Это сказал великий гетман Радзивилл Черный, и все изумились: он ни про кого так никогда не говорил, и в словах его было предупреждение. Курбский поклонился, он не знал, что ответить, глаза со всех столов отражали свет свечей и были или любопытны, или недоверчивы, а иные полны скрытой зависти и ненависти. Его имя слышали все. И у многих оно вызывало чувство позора, страха или мести.
— Панове! — наконец сказал Андрей. — Я не умею служить нечестно, потому и ушел от князя Московского — ему честно служить нельзя. Христианин не может служить ему честно — он требует крови невинных. Верьте мне, что я исполню свой долг и волю Божию…
Он не знал, что сказать еще, и смешался — гнет недоверия нарастал, мешал думать свободно: Все ждали, но он молчал, хмурясь и краснея.
— Выпьем за князя! — сказал кто-то сбоку, и Андрей увидел дружелюбные глаза, золотистую бородку и ровные зубы в открытой улыбке.
Это был Константин Острожский[67]. Курбский выпил и кивнул благодарно. Почему-то он никак не мог взглянуть на гетмана Радзивилла, который только что при всех назвал его другом. Надо было встать и поблагодарить гетмана, тоже назвать его другом и даже спасителем, но он не мог заставить себя это сделать.
Он ночевал в своем стане последний раз — завтра надо было переезжать в Вольмар, в дом, куда пригласил его Радзивилл Черный, а сегодня еще он спал на кошме, вдыхая запах сена, конского навоза, сухой земли и остывающих углей кострища. У входа на соломе спал Василий Шибанов. Он всегда так спал — у порога, много лет, и в жару и в стужу, незаметный, но не заменимый никем.
Курбский не мог заснуть — после бессонницы в последнюю ночь в Дерите он потерял сон. А раньше засыпал, чуть коснувшись изголовья. Он не мог заснуть от мелькания мыслей, которые постепенно наполняли голову, как тупое жжение тяжелого вина; мысли были то тоскливы, то жестоки, яростны, и тогда он ворочался с боку на бок. Надо брать Полоцк, в котором сидит Петр Щенятев, а с Петром же они брали Полоцк год назад. Пятьдесят тысяч привели своих русаков и взяли штурмом пятнадцатого февраля. Был снежок по оттепели, на белом чисто алели пятна свежей крови, черно, вонюче курились головешки, звонили в церквах. Петр был свой, верный, воин бесстрашный, веселый на пиру и в битве, честный… А сейчас надо его брать, не щадить никого — на то и война…
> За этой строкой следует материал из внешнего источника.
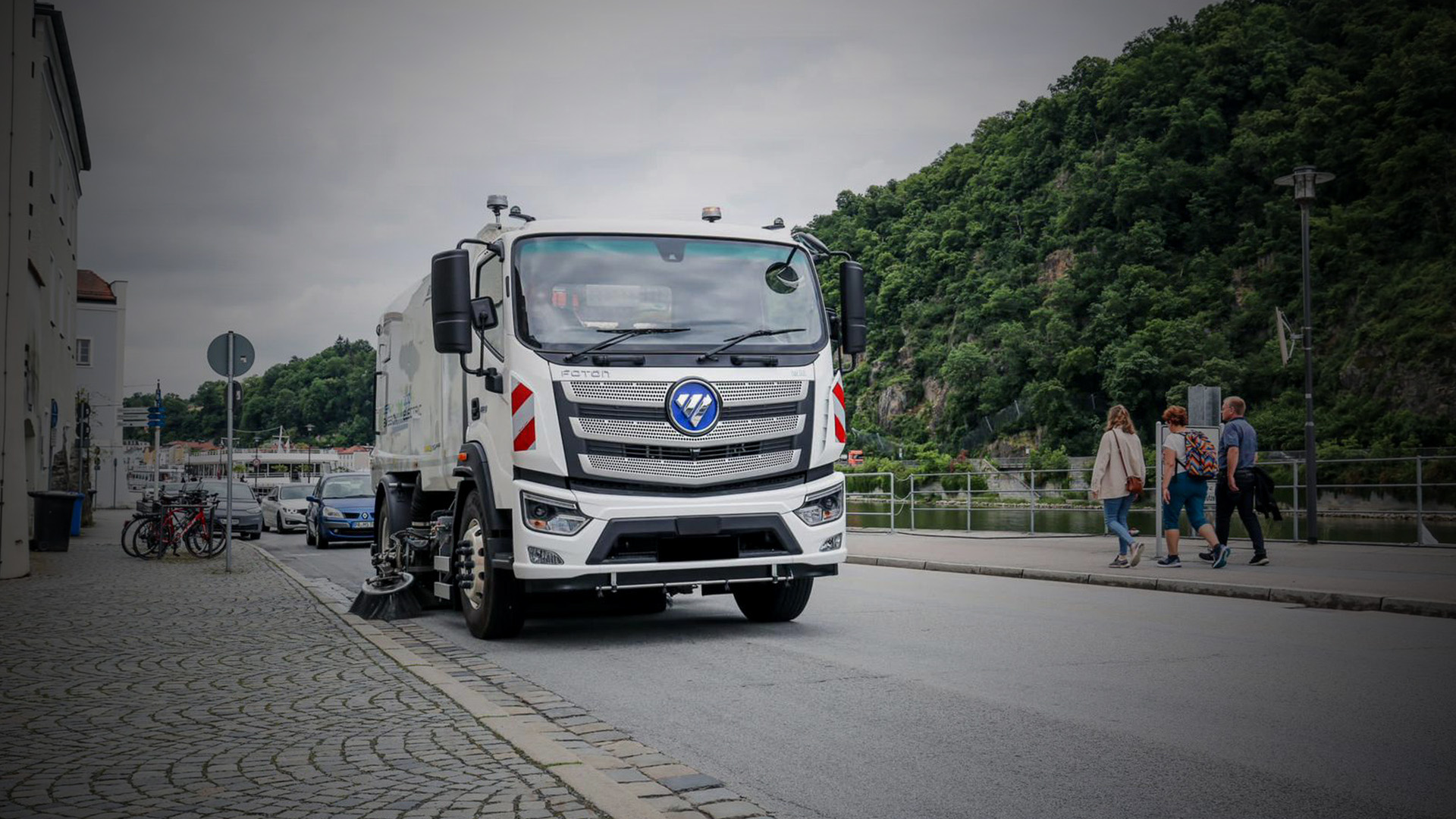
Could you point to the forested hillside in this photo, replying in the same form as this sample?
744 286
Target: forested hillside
332 390
1122 238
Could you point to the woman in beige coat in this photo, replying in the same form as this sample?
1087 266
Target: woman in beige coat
1119 458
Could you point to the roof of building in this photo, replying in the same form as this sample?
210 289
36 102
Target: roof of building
91 287
69 71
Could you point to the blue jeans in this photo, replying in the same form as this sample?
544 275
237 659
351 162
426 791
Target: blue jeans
1114 512
1185 491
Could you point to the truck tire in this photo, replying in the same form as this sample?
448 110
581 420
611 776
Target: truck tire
494 604
774 602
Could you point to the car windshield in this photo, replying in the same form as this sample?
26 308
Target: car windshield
240 491
579 289
348 485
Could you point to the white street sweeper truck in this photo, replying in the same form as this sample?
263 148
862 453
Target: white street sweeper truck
628 410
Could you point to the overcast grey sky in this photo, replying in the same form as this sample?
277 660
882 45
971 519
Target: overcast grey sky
284 169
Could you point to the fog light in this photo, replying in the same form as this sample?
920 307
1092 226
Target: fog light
552 516
821 507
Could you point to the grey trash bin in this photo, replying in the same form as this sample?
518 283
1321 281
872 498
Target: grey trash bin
53 521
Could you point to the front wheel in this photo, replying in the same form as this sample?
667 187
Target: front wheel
774 602
492 601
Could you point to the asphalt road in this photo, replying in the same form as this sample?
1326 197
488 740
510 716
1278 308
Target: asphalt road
922 695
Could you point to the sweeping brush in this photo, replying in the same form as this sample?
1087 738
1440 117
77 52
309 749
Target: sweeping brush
389 596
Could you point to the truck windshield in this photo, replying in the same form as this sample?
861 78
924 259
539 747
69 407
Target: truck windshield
574 287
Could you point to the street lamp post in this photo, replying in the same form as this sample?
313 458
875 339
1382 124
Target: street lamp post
1304 181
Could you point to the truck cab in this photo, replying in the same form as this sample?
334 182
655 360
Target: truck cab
631 409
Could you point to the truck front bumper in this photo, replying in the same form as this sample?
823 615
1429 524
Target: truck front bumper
666 539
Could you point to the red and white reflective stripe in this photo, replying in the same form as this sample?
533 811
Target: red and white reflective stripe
523 416
839 410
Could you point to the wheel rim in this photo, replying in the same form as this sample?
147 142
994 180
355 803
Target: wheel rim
475 594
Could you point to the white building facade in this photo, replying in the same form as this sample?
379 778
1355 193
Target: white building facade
101 344
42 152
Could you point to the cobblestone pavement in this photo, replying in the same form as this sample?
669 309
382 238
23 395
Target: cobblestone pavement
172 689
677 790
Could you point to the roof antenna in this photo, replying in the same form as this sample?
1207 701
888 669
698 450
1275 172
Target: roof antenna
495 203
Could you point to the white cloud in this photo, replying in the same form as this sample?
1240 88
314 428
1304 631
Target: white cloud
284 169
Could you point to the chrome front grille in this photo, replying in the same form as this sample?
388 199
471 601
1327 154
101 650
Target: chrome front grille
661 431
654 394
623 431
691 472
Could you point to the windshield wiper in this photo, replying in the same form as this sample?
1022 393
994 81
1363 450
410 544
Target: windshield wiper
712 354
622 335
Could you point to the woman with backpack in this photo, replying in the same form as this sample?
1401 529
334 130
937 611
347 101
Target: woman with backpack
1117 480
1188 463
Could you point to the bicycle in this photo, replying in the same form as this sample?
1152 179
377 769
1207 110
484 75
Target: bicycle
175 525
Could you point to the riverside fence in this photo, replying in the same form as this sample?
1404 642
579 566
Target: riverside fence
1397 500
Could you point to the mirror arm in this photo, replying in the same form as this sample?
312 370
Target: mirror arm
492 378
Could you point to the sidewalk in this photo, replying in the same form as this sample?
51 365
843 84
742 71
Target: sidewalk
175 689
1392 579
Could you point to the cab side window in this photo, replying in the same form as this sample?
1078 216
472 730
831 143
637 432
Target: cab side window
492 284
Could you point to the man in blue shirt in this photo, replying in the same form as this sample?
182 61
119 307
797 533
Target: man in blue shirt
1238 447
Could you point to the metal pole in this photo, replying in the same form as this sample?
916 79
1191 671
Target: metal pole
1312 488
1033 485
1293 491
912 502
1158 490
892 503
228 523
1420 503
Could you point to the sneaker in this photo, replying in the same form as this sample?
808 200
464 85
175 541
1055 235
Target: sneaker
1220 556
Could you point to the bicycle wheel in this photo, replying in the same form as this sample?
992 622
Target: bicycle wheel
146 539
127 534
199 535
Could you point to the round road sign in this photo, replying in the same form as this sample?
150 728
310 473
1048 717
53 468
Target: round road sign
242 354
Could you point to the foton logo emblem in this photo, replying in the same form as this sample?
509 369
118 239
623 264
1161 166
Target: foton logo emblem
692 407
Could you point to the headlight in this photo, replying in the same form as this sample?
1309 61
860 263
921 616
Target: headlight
551 516
821 507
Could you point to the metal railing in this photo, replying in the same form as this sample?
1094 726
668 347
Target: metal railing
1345 497
1413 465
873 496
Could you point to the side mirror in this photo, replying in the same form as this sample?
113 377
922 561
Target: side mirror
852 308
450 306
482 314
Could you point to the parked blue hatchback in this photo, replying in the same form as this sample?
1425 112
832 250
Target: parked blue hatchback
341 509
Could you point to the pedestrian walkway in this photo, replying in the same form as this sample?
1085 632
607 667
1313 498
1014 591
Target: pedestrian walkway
1394 579
169 689
175 689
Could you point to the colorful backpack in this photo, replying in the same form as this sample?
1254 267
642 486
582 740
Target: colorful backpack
1200 458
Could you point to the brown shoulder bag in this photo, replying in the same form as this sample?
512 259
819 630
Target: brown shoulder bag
1134 483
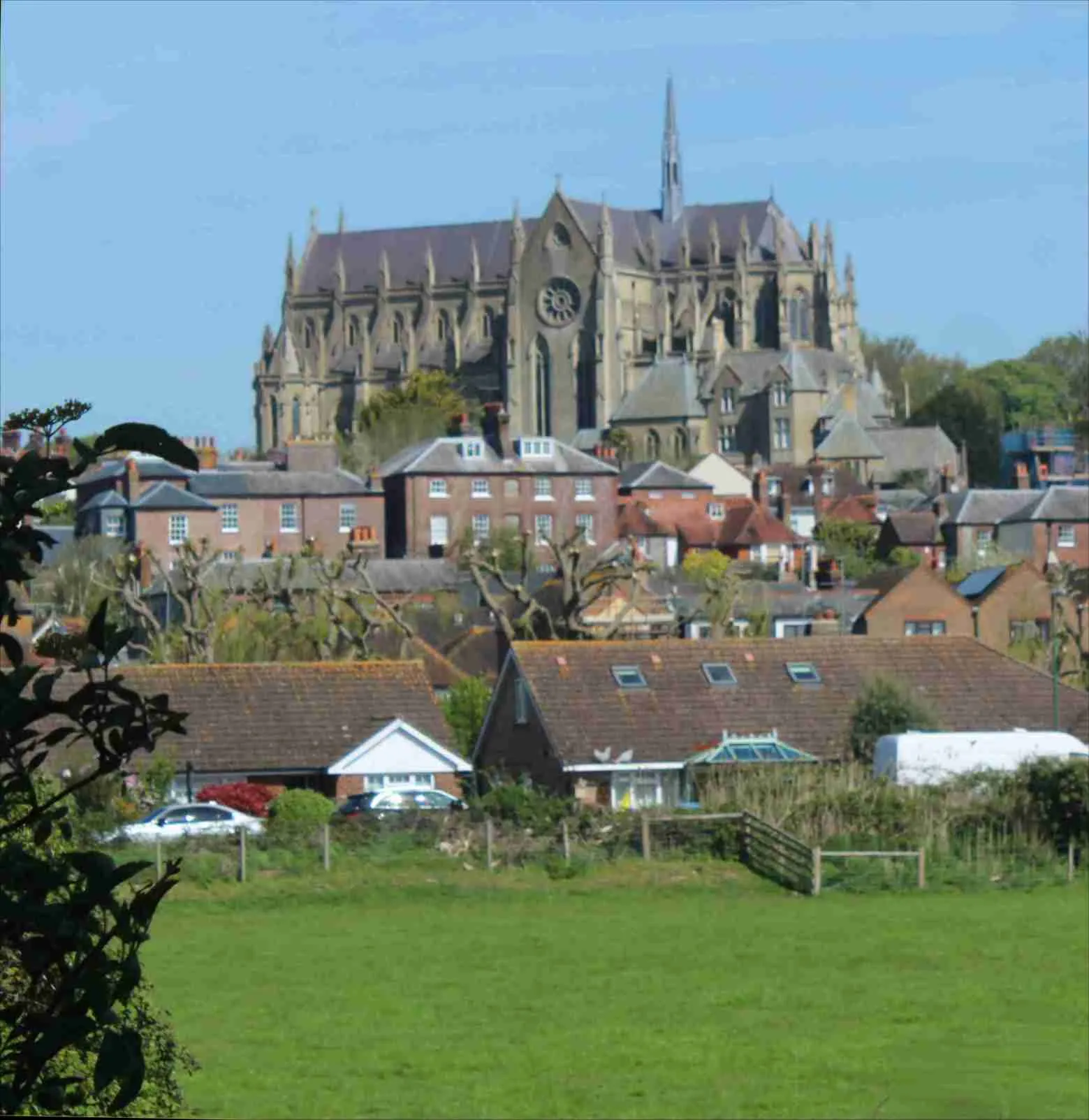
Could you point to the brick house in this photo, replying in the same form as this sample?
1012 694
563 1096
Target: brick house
444 488
244 509
1013 604
335 727
912 602
620 722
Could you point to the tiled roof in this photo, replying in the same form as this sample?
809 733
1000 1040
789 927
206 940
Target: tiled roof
1057 503
658 475
912 449
282 716
441 457
968 685
847 440
914 527
235 483
167 496
669 390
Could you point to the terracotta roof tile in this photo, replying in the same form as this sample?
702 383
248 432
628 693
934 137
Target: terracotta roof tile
968 685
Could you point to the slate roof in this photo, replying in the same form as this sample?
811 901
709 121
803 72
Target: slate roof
167 496
148 467
987 507
282 716
847 440
658 475
440 456
1057 503
235 483
912 449
970 687
669 390
105 500
919 527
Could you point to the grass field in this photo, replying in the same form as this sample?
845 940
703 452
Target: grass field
693 990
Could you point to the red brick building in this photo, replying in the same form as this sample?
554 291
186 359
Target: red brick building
245 509
444 490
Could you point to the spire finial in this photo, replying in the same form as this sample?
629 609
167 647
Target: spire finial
672 191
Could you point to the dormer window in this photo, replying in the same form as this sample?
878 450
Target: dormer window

Мысли лезли странные, яркие — не мысли, а лица, стены крепостные, следы подков на грязной улице и тело чье-то раздетое, опухшее, без головы. Нет, не уснуть..; Как он некогда спал! Как ребенок. На то и воинская жизнь, чтоб крепко спать — дело сделал и спи. Как дети спят… Дети… Как он тогда с Алешкой спал на сеновале, Когда в объезд ездил с ним по своей волости. «Чего ты хочешь от меня, душа моя?!» — Он спросил это шепотом, но увидел сына еще яснее: он скакал за ним к реке, к броду, вечером по розовато-бурому лугу, и конь Алешкин был алым. Алешка, сын девятилетний, в белой рубашонке, оборачиваясь, улыбался: «Попробуй догони!» — и белели зубы на загорелом лице, ветром относило выгоревшие волосы. По мелкой воде сын погнал вскачь через отмель-брод, вода брызнула золотым взрывом, раскололся тихий плес, а сын все смеялся — не догонишь! А на сеновале спал прижавшись, дышал еле заметно, золотился пушок на шее, безмятежно отдыхало детское лицо, тоненькая рука обнимала плечо. Что видят дети во сне?